Wednesday, 4 October 2017: 16:20
National Harbor 2 (Gaylord National Resort and Convention Center)
R. T. White, S. H. Eberhardt, M. Najm, F. P. Orfino (Simon Fraser University), M. Dutta (Ballard Power Systems), and E. Kjeang (Simon Fraser University)
Degradation of cathode catalyst layers during typical automotive operation is a concern for long-term durability and performance of polymer electrolyte fuel cells (PEFCs). Although many degradation pathways exist, carbon corrosion following significant voltage fluctuations should be considered a primary degradation mechanism due to the role carbonaceous material plays in catalyst layer composition and structure. Following carbon support corrosion, catalytic activity is lost due to removal, isolation, or agglomeration of catalyst particles. Eventual collapse of the weakened carbon support structure can lead to changes in porosity and pore size distribution, thus blocking transport pathways for gas flow and water removal. Furthermore, changes in surface roughness and composition by addition of surface oxidation groups can increase hydrophilicity, increasing the possibility of flooding in the catalyst layer [ 1]. A detailed understanding of the structural and compositional changes that occur following degradation of the catalyst layer is therefore required.

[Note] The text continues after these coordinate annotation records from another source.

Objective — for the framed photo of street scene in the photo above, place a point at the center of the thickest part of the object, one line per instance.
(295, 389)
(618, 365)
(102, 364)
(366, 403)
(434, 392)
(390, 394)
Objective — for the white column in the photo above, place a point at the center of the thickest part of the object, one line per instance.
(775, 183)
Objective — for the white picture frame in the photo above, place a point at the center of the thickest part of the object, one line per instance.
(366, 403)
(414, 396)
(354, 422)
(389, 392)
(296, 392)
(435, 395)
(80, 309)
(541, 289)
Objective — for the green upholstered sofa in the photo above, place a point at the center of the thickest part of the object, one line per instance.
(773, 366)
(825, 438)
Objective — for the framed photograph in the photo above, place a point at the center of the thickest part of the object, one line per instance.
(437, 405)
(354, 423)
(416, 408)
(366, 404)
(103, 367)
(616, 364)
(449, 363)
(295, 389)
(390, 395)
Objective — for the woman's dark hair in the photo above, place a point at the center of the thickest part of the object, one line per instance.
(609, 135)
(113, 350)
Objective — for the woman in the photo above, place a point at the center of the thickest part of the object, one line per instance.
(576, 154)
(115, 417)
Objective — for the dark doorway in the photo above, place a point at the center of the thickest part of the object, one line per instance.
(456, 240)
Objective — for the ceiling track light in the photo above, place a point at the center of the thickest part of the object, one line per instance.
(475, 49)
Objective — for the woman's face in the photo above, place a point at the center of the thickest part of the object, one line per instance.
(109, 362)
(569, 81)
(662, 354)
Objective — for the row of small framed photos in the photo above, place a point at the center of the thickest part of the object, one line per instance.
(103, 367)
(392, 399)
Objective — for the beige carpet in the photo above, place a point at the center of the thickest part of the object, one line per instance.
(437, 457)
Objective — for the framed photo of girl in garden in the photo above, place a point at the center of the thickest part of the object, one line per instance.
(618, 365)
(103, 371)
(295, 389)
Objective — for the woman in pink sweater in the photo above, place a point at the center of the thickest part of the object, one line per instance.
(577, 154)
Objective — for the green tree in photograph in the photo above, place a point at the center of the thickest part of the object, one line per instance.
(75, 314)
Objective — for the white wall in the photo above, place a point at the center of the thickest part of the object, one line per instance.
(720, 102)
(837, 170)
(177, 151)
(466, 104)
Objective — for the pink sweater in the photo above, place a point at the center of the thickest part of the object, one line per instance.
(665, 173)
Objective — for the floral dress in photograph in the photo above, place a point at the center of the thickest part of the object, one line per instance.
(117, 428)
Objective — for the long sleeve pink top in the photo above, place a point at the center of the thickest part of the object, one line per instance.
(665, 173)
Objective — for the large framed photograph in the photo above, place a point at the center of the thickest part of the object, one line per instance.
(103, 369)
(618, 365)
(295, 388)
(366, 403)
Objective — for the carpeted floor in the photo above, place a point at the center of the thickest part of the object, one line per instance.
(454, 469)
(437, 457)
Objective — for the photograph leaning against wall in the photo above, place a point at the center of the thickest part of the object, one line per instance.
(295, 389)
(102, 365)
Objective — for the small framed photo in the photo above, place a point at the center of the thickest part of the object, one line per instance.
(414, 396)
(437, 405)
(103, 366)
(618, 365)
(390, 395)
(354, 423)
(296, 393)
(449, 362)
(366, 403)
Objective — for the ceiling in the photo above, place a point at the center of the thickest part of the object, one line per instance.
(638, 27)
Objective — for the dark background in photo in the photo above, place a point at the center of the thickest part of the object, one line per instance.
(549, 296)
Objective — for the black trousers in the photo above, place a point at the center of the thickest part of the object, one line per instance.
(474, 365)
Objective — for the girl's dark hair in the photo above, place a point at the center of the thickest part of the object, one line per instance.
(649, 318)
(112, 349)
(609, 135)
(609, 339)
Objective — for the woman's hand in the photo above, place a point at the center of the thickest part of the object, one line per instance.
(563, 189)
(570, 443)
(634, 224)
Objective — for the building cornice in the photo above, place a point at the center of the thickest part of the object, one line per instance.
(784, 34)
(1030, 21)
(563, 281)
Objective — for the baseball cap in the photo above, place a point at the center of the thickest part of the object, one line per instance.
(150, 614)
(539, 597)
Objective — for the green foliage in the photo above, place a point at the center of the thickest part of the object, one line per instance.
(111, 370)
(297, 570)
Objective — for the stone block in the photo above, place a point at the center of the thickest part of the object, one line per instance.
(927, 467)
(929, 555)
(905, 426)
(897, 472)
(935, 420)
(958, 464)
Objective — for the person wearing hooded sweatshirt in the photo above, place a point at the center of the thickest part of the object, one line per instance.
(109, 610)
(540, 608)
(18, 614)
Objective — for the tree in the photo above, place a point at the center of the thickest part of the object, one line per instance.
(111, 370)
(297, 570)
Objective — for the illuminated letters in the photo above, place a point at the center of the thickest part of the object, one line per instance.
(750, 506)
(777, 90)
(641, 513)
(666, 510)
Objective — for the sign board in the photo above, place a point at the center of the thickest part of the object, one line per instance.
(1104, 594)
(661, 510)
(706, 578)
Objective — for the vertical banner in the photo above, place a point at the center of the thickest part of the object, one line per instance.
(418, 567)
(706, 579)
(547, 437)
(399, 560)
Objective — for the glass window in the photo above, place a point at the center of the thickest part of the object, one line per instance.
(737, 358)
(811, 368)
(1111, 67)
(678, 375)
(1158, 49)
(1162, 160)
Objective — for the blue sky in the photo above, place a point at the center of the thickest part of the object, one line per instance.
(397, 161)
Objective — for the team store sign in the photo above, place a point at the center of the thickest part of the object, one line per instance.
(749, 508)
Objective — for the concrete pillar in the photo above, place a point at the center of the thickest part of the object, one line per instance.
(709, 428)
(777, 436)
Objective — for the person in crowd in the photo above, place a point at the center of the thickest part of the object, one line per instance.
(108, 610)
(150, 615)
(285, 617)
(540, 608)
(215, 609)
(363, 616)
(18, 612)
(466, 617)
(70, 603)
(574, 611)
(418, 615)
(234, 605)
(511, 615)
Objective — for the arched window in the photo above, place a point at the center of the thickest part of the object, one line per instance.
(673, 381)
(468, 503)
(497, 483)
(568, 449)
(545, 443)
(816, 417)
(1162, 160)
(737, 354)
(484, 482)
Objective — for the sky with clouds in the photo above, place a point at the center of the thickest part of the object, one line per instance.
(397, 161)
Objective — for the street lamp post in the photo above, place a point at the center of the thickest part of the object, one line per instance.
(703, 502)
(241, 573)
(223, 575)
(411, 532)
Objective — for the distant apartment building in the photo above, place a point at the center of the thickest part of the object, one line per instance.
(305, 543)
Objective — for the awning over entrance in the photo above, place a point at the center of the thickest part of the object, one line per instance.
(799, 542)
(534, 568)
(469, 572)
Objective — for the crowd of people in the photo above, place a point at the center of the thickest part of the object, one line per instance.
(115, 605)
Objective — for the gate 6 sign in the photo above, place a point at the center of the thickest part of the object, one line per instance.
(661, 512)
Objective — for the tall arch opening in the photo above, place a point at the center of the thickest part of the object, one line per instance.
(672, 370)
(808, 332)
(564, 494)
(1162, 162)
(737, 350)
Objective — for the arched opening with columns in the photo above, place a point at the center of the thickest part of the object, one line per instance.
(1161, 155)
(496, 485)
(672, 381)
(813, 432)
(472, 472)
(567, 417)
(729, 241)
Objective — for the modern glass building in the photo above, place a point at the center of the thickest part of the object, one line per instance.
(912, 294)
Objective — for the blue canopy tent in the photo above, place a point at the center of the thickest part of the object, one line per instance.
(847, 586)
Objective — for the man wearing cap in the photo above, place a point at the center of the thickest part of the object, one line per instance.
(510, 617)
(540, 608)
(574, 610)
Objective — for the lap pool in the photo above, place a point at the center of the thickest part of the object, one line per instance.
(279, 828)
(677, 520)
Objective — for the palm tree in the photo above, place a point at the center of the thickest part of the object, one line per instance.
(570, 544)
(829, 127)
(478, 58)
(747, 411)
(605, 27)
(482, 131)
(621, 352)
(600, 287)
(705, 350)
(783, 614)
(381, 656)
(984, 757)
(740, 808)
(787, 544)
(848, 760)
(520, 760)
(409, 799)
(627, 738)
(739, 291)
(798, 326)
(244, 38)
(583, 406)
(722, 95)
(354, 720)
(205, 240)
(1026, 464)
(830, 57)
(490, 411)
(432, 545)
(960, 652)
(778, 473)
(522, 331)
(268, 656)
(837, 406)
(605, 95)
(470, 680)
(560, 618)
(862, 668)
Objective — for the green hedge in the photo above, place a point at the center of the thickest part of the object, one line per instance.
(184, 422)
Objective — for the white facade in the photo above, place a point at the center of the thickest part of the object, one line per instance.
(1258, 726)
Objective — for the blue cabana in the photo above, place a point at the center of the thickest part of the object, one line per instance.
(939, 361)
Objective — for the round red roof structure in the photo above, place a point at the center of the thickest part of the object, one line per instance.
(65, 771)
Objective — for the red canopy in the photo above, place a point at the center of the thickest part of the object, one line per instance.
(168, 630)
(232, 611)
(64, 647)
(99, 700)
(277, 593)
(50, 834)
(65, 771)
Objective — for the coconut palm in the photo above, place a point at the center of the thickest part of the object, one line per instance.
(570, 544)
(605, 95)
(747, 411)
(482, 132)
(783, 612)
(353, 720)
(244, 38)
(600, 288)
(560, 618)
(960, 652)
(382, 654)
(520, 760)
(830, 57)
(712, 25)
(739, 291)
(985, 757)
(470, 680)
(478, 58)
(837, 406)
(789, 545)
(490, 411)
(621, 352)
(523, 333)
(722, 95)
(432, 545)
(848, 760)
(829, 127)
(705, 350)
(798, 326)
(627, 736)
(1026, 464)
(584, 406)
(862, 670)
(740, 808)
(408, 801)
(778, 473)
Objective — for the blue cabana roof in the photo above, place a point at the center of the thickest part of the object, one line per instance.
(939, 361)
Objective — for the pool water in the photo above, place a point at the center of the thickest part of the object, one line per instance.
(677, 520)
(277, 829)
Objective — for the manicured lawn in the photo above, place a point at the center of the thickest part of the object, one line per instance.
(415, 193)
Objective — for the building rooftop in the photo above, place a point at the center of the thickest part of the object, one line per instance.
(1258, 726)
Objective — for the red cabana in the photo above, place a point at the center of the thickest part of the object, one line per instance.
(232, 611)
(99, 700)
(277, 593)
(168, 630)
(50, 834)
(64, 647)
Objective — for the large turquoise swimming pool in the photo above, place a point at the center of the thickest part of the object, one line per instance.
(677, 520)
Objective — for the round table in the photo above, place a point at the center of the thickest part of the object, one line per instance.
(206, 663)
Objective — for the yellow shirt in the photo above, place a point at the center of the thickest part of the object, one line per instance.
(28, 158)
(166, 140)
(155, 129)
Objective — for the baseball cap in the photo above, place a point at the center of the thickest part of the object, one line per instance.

To date, imaging of PEFC component degradation, in particular the cathode catalyst layer, has primarily been limited to ex situ techniques and associated qualitative morphological observations [ 2, 3]. Recent developments in lab-based X-ray computed tomography (XCT) systems have allowed for nondestructive in situ imaging of PEFCs [ 4] accomplished by using a unique device fixture design and XCT operation to obtain same location tracking with high quality three-dimensional tomographies over different stages of cathode catalyst layer (CCL) degradation [ 5]. In this work, this technique is expanded to visualize and measure quantitative morphological and compositional changes that occur with degradation of the cathode catalyst layer during voltage cycling, see Figure 1. This analysis is combined with simultaneous tracking of the liquid water distribution in the gas diffusion layer and CCL by specialized operandovisualization, not previously performed for lab-based XCT. The attenuation of X-rays is related to the elemental composition as well as the density of the material being imaged as defined by the Beer-Lambert law. By exploiting this property, novel insight into the local compositional changes of the cathode catalyst layer are investigated and uniquely correlated to the water distribution changes in an operating fuel cell, which has not been previously possible. The acquired compositional and morphological changes are further supplemented with electrochemical diagnostics measurements such as fuel cell polarization curves, electrochemical active surface area (ECSA) and double layer capacitance. This comprehensive study highlights the effect of CCL degradation on overall fuel cell performance. Significant losses in the mass transport regime of the polarization curve are correlated to possible flooding of the catalyst layer and reduced oxygen transport through observation of density increase and reduced thickness. Local material composition changes such as carbon loss, ionomer distribution and platinum loading are also calculated and discussed.

Acknowledgements:

Funding for this research was provided by the Natural Sciences and Engineering Research Council of Canada, Canada Foundation for Innovation, British Columbia Knowledge Development Fund, and Ballard Power Systems through an Automotive Partnership Canada grant.

References:

1.

Fairweather, J. D. et al., Fuel Cells. J. Electrochem. Soc. 160 (9), F980-F993 (2013).

2.

Deevanhxay, P., Sasabe, T., Minami, K., Tsushima, S. & Hirai, S., Electrochim. Acta 135, 68-76 (2014).

3.

Hwang, G. S. et al., Electrochim. Acta 95, 29-37 (2013).

4.

White, R. T., Najm, M., Dutta, M., Orfino, F. P. & Kjeang, E. J. Electrochem. Soc. 163 (10), F1206-F1208 (2016).

5.

White, R. T. et al., J. Power Sources 350, 94-102 (2017).